Shore Capital analyst Clive Black

"Sainsbury has confirmed this morning that it has quite materially outperformed its major supermarket peers in the UK through its last quarter of the financial year with its Q4 trading.

"Sainsbury enters its new financial year with a healthy exit rate. Whilst we cannot be certain, we do believe that the supermarket chain has not been impacted to the same negative extent as Tesco UK from recent meat contamination issues. In this respect, Sainsbury points out that it has been DNA testing for ten years and that it purchases all of its fresh poultry (although this may not mean frozen poultry and chicken used in ready-meals) from the UK, whilst all of its beef comes from the British Isles. In addition to its strong credentials for high quality and upper end mix, Sainsbury is also continuing to execute well in our view, being reasonably comfortable within its own corporate skin."

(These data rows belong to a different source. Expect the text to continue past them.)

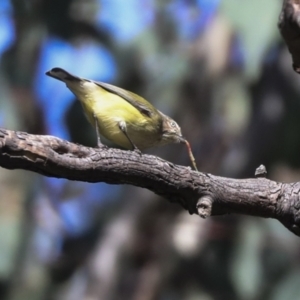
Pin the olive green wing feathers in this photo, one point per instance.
(135, 100)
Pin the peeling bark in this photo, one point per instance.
(199, 193)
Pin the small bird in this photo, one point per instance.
(125, 118)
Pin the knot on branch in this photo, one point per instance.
(204, 206)
(261, 172)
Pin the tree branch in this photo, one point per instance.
(289, 27)
(199, 193)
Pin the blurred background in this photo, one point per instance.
(222, 71)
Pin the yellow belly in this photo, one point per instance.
(110, 109)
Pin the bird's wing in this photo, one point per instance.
(141, 105)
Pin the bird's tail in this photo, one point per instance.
(61, 74)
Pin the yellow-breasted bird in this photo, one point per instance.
(125, 118)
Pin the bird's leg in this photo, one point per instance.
(123, 128)
(99, 143)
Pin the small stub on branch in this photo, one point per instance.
(204, 206)
(261, 171)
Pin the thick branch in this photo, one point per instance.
(199, 193)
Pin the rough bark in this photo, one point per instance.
(199, 193)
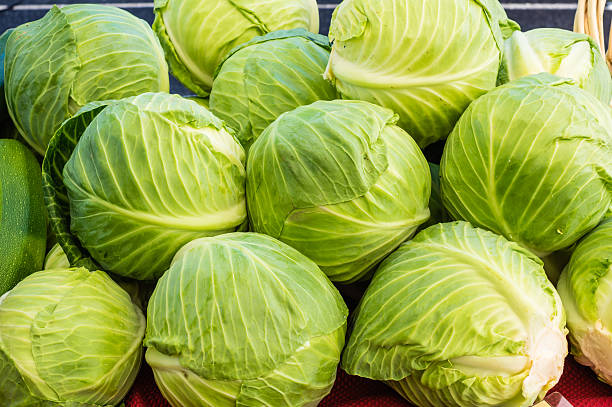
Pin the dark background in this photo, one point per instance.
(529, 14)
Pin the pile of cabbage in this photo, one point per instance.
(426, 163)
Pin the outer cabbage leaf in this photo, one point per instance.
(268, 76)
(339, 182)
(196, 40)
(155, 168)
(242, 319)
(560, 52)
(585, 286)
(57, 64)
(531, 160)
(426, 60)
(460, 316)
(69, 337)
(56, 258)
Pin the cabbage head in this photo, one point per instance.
(425, 60)
(340, 182)
(560, 52)
(128, 182)
(531, 160)
(68, 337)
(75, 55)
(268, 76)
(197, 35)
(244, 320)
(460, 316)
(585, 286)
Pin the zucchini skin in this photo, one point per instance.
(23, 227)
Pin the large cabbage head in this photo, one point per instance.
(585, 286)
(531, 160)
(129, 182)
(75, 55)
(197, 35)
(244, 320)
(460, 316)
(268, 76)
(560, 52)
(340, 182)
(68, 337)
(426, 60)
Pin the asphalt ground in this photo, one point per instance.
(530, 15)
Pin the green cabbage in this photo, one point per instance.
(585, 286)
(244, 320)
(531, 160)
(460, 316)
(268, 76)
(196, 35)
(129, 182)
(340, 182)
(56, 258)
(426, 60)
(75, 55)
(563, 53)
(68, 337)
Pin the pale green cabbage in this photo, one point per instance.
(244, 320)
(560, 52)
(426, 60)
(531, 160)
(75, 55)
(340, 182)
(585, 286)
(68, 337)
(138, 178)
(268, 76)
(196, 35)
(460, 316)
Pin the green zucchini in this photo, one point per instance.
(23, 229)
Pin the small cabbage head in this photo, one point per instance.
(68, 337)
(563, 53)
(268, 76)
(340, 182)
(128, 182)
(244, 320)
(531, 160)
(585, 286)
(56, 258)
(75, 55)
(460, 316)
(197, 35)
(425, 60)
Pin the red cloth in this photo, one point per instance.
(578, 384)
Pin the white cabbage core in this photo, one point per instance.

Richard Hunter, head of equities for Hargreaves Lansdown Stockbrokers

"The statement builds on a strong Christmas performance, and the company confirmed that recent weeks have also been bolstered by Valentine and Mother’s Days. Meanwhile, online growth has seen a sharp spike, whilst the non-food businesses continue to develop apace.

"From an investment perspective, the healthy dividend yield of 4.1% is supportive and the general policy has been progressive. However, management outlook comments do not necessarily mirror the optimism which the numbers provide, and it will not have escaped the attention of the company itself nor indeed investors that Tesco currently means business. In addition, the stock still faces the twin drags of a lack of international diversification and the overhang of the Qatari stake, even though the latter is occasionally accompanied by vague bid speculation."